I've used
Marching Squares to solve this issue before. It can still be done in 16 tiles per transition (can look better with a few more for transition, even support diagonals).
The trick is sampling tiles at the corners, or rather that a # for a wall would be sampled at its centre, and thus it contributes to 4 different corners of tiles (tiles are offset 1/2 a tile diagonally from the "grid"). So, it becomes 4 tiles (all corners). In the data format the method uses two map values per ID (0,1 = 1; 2,3 = 2; etc. basically shift down by 1 bit to get the tile type). The article explains the sampling method and has a link to a web demo.
So, when you "lower" the terrain value it could create two different types of holes, like how the demo has either diamonds and squares as the smallest road piece depending on the average height of the tiles. Holes could be like that, but in reverse. A tiny hole, then a bigger hole. Make enough tiles and the above could even give you cracks (long holes).

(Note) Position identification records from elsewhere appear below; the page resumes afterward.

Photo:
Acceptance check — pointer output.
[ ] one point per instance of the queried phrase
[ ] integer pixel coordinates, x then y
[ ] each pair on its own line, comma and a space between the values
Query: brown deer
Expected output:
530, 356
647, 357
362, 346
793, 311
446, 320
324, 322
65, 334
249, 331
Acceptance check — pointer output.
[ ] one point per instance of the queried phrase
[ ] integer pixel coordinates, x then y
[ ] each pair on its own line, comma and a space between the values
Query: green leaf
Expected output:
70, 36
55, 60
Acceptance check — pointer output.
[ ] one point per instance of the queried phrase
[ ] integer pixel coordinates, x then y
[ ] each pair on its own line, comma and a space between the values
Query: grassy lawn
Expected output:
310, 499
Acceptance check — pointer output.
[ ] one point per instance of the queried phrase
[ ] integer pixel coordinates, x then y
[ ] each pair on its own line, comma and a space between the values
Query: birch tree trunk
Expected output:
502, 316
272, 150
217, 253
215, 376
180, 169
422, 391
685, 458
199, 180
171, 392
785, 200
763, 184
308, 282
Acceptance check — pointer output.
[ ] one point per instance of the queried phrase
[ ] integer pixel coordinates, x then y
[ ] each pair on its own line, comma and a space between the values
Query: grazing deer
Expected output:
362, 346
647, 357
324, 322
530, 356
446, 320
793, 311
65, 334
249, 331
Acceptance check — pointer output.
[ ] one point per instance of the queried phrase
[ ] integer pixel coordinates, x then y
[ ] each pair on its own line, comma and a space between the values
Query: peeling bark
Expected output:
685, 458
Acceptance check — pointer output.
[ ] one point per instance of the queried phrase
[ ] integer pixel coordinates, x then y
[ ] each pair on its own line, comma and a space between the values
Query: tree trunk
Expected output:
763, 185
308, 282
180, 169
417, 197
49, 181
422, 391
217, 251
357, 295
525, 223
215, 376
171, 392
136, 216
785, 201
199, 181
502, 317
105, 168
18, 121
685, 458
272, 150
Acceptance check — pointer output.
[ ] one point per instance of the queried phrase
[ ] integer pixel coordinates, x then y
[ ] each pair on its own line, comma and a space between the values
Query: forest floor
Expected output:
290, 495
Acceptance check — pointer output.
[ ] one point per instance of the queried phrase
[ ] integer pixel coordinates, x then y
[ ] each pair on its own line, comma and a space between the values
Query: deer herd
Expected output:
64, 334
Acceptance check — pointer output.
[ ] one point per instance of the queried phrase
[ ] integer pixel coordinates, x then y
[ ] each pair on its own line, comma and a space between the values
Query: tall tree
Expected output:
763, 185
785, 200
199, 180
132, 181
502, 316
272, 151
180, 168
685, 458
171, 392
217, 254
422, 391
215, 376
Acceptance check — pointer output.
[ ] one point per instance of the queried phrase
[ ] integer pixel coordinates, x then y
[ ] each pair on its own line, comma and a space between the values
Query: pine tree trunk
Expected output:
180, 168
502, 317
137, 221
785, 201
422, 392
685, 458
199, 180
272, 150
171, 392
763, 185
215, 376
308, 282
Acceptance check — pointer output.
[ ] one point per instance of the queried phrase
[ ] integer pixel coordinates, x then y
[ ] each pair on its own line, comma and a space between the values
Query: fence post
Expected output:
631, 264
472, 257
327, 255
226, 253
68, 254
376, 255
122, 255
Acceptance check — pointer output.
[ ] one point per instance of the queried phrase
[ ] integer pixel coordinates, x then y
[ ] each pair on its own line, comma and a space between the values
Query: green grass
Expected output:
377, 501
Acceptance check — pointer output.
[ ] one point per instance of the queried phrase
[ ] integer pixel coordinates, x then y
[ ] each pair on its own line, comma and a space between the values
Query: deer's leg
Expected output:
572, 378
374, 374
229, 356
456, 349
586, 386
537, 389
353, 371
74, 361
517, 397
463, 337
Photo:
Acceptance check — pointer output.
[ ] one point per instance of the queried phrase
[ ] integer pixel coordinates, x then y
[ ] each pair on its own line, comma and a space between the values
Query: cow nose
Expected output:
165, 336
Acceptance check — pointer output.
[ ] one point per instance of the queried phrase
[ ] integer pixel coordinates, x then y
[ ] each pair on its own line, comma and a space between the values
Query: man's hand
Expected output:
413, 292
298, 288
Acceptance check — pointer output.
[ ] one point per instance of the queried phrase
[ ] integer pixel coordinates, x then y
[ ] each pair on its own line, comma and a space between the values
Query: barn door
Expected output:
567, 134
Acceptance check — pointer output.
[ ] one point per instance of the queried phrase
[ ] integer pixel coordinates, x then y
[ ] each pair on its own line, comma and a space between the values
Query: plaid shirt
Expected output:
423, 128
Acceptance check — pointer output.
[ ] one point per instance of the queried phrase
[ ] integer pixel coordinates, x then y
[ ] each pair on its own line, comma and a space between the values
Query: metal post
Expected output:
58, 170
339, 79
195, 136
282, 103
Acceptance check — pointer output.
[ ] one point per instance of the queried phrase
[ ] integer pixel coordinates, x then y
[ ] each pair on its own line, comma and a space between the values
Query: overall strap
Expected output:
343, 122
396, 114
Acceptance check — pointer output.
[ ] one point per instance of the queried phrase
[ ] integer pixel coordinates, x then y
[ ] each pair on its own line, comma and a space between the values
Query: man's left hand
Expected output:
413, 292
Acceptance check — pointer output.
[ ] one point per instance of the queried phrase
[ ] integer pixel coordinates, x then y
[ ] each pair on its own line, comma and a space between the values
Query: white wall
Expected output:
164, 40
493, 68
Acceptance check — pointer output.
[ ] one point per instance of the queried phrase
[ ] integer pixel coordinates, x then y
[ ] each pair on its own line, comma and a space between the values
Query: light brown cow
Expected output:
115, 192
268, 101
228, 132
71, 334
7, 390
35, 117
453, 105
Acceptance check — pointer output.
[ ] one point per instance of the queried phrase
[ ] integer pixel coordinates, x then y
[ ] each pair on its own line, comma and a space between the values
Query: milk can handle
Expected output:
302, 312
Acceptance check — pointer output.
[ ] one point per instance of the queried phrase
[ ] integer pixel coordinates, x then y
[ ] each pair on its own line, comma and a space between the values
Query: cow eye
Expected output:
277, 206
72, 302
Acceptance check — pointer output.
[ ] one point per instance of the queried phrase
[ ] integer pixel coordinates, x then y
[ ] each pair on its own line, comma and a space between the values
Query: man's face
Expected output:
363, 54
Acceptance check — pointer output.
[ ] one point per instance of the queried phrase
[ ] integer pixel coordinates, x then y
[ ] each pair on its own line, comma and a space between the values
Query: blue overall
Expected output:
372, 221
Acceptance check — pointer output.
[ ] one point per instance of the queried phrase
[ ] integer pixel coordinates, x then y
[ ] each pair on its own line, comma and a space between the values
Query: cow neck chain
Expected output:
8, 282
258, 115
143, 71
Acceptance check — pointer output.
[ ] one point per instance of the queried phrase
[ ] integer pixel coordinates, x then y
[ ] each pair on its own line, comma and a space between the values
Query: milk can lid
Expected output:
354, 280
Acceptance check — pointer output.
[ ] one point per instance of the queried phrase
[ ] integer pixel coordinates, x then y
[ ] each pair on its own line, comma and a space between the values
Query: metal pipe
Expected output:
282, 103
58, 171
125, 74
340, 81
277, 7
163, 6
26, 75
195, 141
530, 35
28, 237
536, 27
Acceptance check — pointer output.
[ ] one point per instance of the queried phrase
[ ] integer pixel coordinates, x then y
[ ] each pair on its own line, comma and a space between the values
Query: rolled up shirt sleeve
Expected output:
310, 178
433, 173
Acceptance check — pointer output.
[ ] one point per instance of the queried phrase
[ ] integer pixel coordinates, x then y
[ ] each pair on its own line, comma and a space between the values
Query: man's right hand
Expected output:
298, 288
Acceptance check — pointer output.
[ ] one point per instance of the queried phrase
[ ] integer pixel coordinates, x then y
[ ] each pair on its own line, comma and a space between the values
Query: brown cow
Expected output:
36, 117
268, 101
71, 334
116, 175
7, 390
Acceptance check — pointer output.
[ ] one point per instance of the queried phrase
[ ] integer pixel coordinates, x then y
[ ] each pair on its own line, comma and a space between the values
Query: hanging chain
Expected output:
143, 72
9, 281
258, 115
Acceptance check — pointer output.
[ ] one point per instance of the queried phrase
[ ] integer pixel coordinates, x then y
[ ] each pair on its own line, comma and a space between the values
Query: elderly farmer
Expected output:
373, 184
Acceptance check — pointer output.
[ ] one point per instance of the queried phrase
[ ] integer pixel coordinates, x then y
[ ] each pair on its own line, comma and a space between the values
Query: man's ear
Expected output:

To make the example code work with 16 tiles per transition (no "saddle point" bits) change the last tile mapping to this:
// Samples without extra "saddle" resolution have shape data encoded in the lowest bit.
shape = (sTL & 1) | (sTR & 1) << 1 | (sBL & 1) << 2 | (sBR & 1) << 3; // 4 samples: T = top, B = bottom, L = left, R = right
ring = ( sTL + sTR + sBL + sBR ) >> 2; // Average of samples w/o remainder.
row = ring; // could just use 'row' up there, but included here for clarity in comparison to example code.
col = shape - (ring & 1); // Same as in example.